N-95マスクの役割に似たものに、医療用ではありませんが防塵マスクがあります。防塵マスクとはその名前の通り、“塵(ほこりなどのチリ)”を“防”ぐための“マスク”です。作業を行う場所で粒子状の物質(粉塵やオイルミストなど)の吸引を防ぐために装着するもので目的はN-95マスクと同じです。規格もほぼ同じです。つまり、N95マスクは外から内への経路を、一般用マスク、サージカルマスクは内から外への経路を遮断する目的で使います。
 
WHO、CDC及び厚生労働省がSARSの患者、その疑いのある患者あるいは可能性のある患者と接触する場合、医療従事者はN95規格以上の呼吸器防護具を着用するよう推奨しています。
コロナ感染予防に関して、サージカルマスクはN-95マスクに劣るか?について検討した論文がいくつかあります。論文の結論は、「サージカルマスクとN-95は、エアロゾルを発生させないケア中の医療従事者において、コロナウイルスを含むウイルス性呼吸器感染症に対して同様の防護を提供することを、確実性の低い証拠が示している。」ということで、サージカルマスクはN-95マスクに劣らないということです。
しかし、いくつもの興味深い議論があります。その中の一つを紹介します。
もし研究が十分に大規模で、N95マスクが正しく着用され、正しくフィットテストされ、軽食や昼食時の休憩室での院内COVID-19感染が除外され、さらに大きな課題としてレストランや結婚式やコンサートやジムでの病院外での感染が除外され、医療現場での感染機会に限定できれば、サージカルマスクは明らかにN95マスクほど有効では無いという結論になるだろうという見解があります。
COVID-19は今やどこにでもあり、患者から医療従事者へのウイルス感染は世界的に起こっている曝露のごく一部に過ぎないのである。逆に、医療の場以外での感染が多いと言うことです。
 
この非劣勢試験の細かな数字を診ると、N95マスクの有効性が見つかります。この研究では、サージカルマスクとN95マスクのハザード比の95%信頼区間の上限が2未満であれば、非劣性であると規定しています。(どこかの国の選挙の人口当たりの定数に似ています)実際の数字はハザード比は1.14、95%信頼区間は0.77から1.69(ただし非劣性マージンは2倍未満)であった。つまり、サージカルマスクの方が1.69倍も悪いと言うことになりますが、2倍を超えないので非劣勢であるという結論です。個々のデータでは、サージカルマスクの方がN95よりも2倍以上感染したという結果もあります。
 
ここからはエアロゾルに曝される歯科医師のコロナ感染予防に関して、どのようなマスクを使用すべきかについて、興味深いたとえがあります。

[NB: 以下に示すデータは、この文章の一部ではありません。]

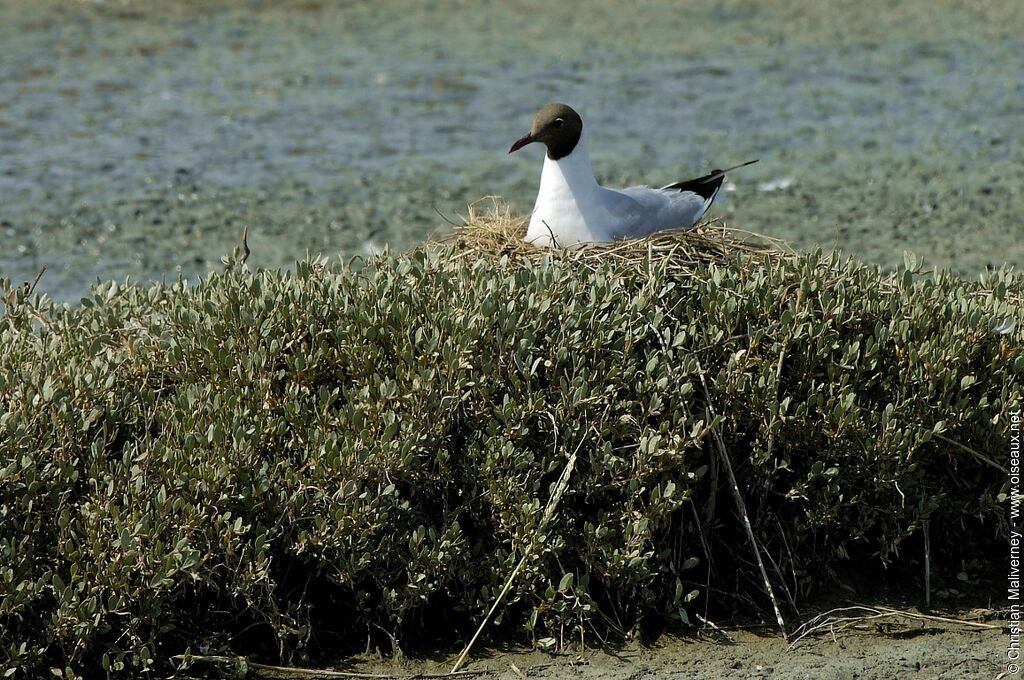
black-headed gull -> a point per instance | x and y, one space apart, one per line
572 208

COVID-19が確認された、あるいは疑われる患者をケアする際にN95を着用すべきですか?はい。土砂降りの雨の中、車から玄関に駆け込むとき、私はしっかりした傘を使います。
私の診療は歯を削らないのでエアロゾルに暴露される機会は少ないのですが、高齢者ゆえ診療中はN-95マスクをしています。 電車の中ではもう少しゆるめのN-95モドキをし、道を歩くときはマスク無しです。